Reviewing Pull Request¶
Reviewers should promote best practices outlined in relevant CODING-CONVENTIONS.md file. When reviewing pull requests, ask questions of this nature.
- Functionality: does the new code work without breaking anything old?
- Tests: do new tests pass? Are there enough tests for the right things?
- Quality: is the code clean, well encapsulated, simple, and conformant to our style guidelines? Does it make wise choices about refactoring?
- Safety: Does the code avoid new dependencies or IP encumbrances?
- Use GitHub review to give feedback. Don’t be afraid to ask for enhancements.
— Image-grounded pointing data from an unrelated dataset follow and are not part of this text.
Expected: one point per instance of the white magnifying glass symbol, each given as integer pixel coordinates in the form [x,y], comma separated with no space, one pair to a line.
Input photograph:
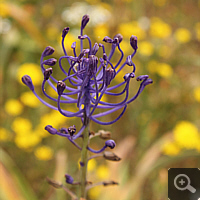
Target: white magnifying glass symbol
[181,182]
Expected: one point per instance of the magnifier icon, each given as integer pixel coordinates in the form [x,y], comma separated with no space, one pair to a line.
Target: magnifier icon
[185,182]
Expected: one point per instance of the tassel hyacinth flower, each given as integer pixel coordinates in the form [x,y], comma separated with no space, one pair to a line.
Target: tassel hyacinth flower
[87,78]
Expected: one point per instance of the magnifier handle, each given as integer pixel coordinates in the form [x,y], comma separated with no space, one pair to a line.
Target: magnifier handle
[191,189]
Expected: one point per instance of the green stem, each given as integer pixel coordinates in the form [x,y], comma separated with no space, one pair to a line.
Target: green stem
[84,160]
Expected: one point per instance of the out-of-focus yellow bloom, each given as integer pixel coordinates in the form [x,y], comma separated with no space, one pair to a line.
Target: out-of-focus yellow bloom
[197,93]
[44,153]
[13,107]
[197,30]
[31,69]
[101,31]
[159,28]
[4,10]
[29,99]
[102,172]
[146,48]
[21,126]
[164,51]
[164,70]
[170,148]
[159,3]
[131,28]
[27,141]
[52,32]
[92,165]
[47,10]
[186,135]
[94,192]
[70,38]
[4,135]
[182,35]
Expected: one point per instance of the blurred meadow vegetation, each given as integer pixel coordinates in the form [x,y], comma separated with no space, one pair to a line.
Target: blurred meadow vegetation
[161,129]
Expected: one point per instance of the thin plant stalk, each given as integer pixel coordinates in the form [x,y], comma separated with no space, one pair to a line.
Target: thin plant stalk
[84,159]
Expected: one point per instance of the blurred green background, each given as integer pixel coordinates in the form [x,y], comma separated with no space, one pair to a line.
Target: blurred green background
[161,129]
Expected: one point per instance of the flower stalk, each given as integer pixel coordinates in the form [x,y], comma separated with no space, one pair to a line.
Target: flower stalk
[84,159]
[87,80]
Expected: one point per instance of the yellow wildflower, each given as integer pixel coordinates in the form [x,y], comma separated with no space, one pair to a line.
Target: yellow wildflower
[170,148]
[13,107]
[102,172]
[21,125]
[4,9]
[29,99]
[52,32]
[186,135]
[94,192]
[100,31]
[197,30]
[164,51]
[146,48]
[131,28]
[70,38]
[159,28]
[27,141]
[44,153]
[47,10]
[164,70]
[4,134]
[182,35]
[196,93]
[91,165]
[159,3]
[31,69]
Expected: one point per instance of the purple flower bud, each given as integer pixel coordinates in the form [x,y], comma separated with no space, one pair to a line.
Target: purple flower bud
[133,42]
[129,61]
[68,179]
[119,37]
[72,130]
[50,62]
[82,54]
[95,49]
[65,31]
[48,51]
[129,75]
[60,87]
[73,46]
[142,77]
[148,81]
[84,21]
[105,57]
[110,143]
[101,61]
[109,75]
[104,134]
[26,79]
[47,73]
[50,129]
[93,60]
[81,37]
[111,156]
[107,39]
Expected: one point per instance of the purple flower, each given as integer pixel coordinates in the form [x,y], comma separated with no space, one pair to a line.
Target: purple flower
[87,78]
[68,179]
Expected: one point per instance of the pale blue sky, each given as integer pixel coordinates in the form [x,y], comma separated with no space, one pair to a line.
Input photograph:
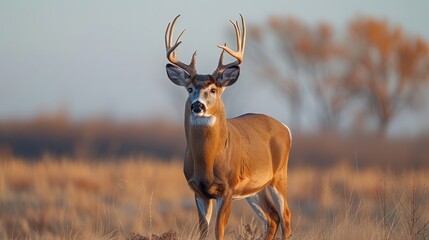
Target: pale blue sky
[108,58]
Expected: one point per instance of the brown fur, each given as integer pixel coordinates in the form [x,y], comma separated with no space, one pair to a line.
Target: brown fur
[237,157]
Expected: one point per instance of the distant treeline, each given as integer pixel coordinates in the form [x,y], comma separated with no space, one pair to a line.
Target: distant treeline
[104,139]
[90,139]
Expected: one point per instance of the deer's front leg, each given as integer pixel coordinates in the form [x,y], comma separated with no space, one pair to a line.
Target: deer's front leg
[223,211]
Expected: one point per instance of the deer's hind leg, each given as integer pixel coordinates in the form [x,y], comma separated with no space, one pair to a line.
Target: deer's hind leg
[266,211]
[278,194]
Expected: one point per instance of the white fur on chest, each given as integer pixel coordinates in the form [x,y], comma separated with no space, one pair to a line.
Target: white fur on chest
[203,120]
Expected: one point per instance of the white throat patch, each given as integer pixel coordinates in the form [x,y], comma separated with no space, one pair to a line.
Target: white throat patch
[202,120]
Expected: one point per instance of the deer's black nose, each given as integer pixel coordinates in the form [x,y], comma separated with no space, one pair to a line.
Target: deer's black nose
[198,107]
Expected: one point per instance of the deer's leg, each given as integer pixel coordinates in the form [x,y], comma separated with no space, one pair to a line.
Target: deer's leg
[266,212]
[278,194]
[223,211]
[205,208]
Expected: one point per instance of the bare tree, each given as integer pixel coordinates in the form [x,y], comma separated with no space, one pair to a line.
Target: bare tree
[372,72]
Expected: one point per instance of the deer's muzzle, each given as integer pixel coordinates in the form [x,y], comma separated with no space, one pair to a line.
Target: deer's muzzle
[198,107]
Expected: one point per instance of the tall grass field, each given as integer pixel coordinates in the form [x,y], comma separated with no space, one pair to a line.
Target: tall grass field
[143,198]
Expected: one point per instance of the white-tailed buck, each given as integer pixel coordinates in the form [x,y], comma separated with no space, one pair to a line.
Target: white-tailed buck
[227,159]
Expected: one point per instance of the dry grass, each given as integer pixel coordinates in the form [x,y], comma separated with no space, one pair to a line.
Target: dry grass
[137,198]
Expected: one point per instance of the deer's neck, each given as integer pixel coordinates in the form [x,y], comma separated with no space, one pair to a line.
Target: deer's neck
[206,138]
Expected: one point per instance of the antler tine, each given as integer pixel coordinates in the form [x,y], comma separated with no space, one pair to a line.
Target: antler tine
[171,49]
[241,43]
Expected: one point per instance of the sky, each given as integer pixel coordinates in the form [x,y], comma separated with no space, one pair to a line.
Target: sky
[107,58]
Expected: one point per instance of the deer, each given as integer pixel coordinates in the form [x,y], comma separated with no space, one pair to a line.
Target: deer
[229,159]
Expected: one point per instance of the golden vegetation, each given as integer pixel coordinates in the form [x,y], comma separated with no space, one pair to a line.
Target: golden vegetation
[138,197]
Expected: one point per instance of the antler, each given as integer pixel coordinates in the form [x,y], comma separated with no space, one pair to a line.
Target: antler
[171,49]
[241,43]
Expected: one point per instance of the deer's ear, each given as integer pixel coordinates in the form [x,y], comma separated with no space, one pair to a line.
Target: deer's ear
[229,76]
[177,75]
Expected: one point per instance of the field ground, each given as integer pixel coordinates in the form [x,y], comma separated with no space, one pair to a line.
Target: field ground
[130,198]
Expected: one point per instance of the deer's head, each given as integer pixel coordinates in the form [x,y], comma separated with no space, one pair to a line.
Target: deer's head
[204,90]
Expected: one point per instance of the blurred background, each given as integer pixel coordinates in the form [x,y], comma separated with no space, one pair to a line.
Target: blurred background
[89,77]
[85,82]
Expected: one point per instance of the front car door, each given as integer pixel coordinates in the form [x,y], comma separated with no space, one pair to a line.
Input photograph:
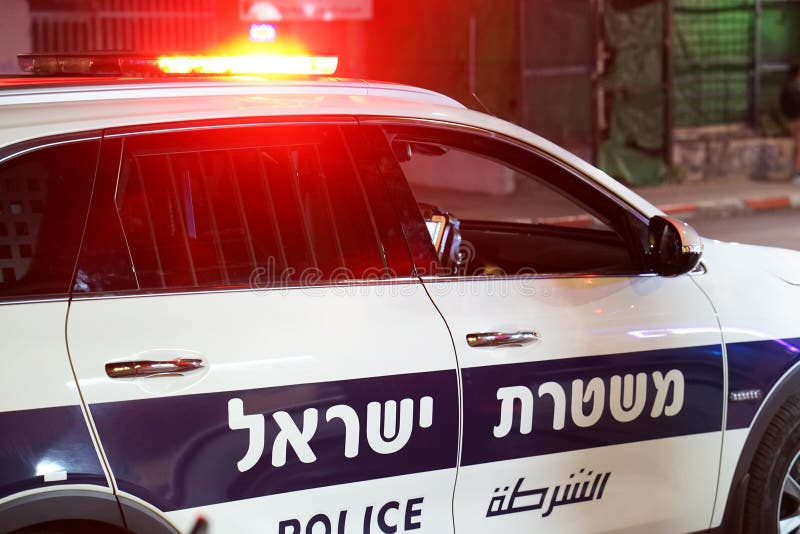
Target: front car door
[248,338]
[592,388]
If you can’t accept pull request without a change, use “Please change…”.
- If the review is favorable, assign Jira ticket to maintainer with a note to merge.
- Ping maintainer and submitter on chat with the status update.
- When in doubt, escalate (e.g., to maintainers) on chat or in community calls. Maintainers can convene conversations with guides as needed. Reviewers should not hold up a commit looking for perfection (remember, refactoring is a lifestyle). However, don’t approve code that isn’t ready for master/stable branch.
- Maintainers are expected to be well informed, unselfish, accessible, and good (proactive) communicators.
- Multiple maintainers are desirable for timezone convenience.
- Maintainers and other key contributors are identified in MAINTAINERS.md.
- Any folder can have a MAINTAINERS.md; subfolders override. [Shards]
- Maintainers keep MAINTAINERS.md (and relevant GitHub privileges ) up-to-date. If you’d like to own something, ask the current owner. If you don’t want to own it anymore, tell the owner of your parent folder.
- Some folders might have shared scope (e.g., docs, samples); all associated maintainers cooperate to keep them in good shape.
- A build is “broken” if any automated processes (compile, package, test, etc) fail.
- Anybody can institute automated build processes, but only ones endorsed by maintainers are normative.
- A broken build in the master is an urgent team emergency because it halts all productive work by others. Whoever discovers, report to @all on associated projects Rocket.Chat channel immediately, and claim ownership or find an owner.
- Maintainers fix breaks in their scope; default is to revert a problematic change.
- Submitters should plan to be available for troubleshooting after a pull request is merged. Maintainers will make any logs available related to new issues. Submitters should proactively debug and reach out to maintainers if they notice an undiscovered issue.
- Not Available
- Having more process for maintainership could hinder code contributions from the open source community.
Rationale and alternatives¶
- Outlined process for contributing and maintaining, improves the integrity and quality of our source code.
- This process has been used in the indy-node project with success. Extending it to Hyperledger Indy projects, in general, will be beneficial. https://github.com/hyperledger/indy-node#how-to-send-a-pr https://github.com/hyperledger/indy-node/blob/master/docs/write-code-guideline.md https://github.com/hyperledger/indy-node#how-to-contribute
- In how to submit a pull request we reference a reviewer, but a reviewer is not defined in the terminology, should it be?
- How do we remove old maintainers?
- How do we enforce maintainer procedure?
- How do we resolve concerns and issues with maintainer nominees?
- How can a developer become a guide?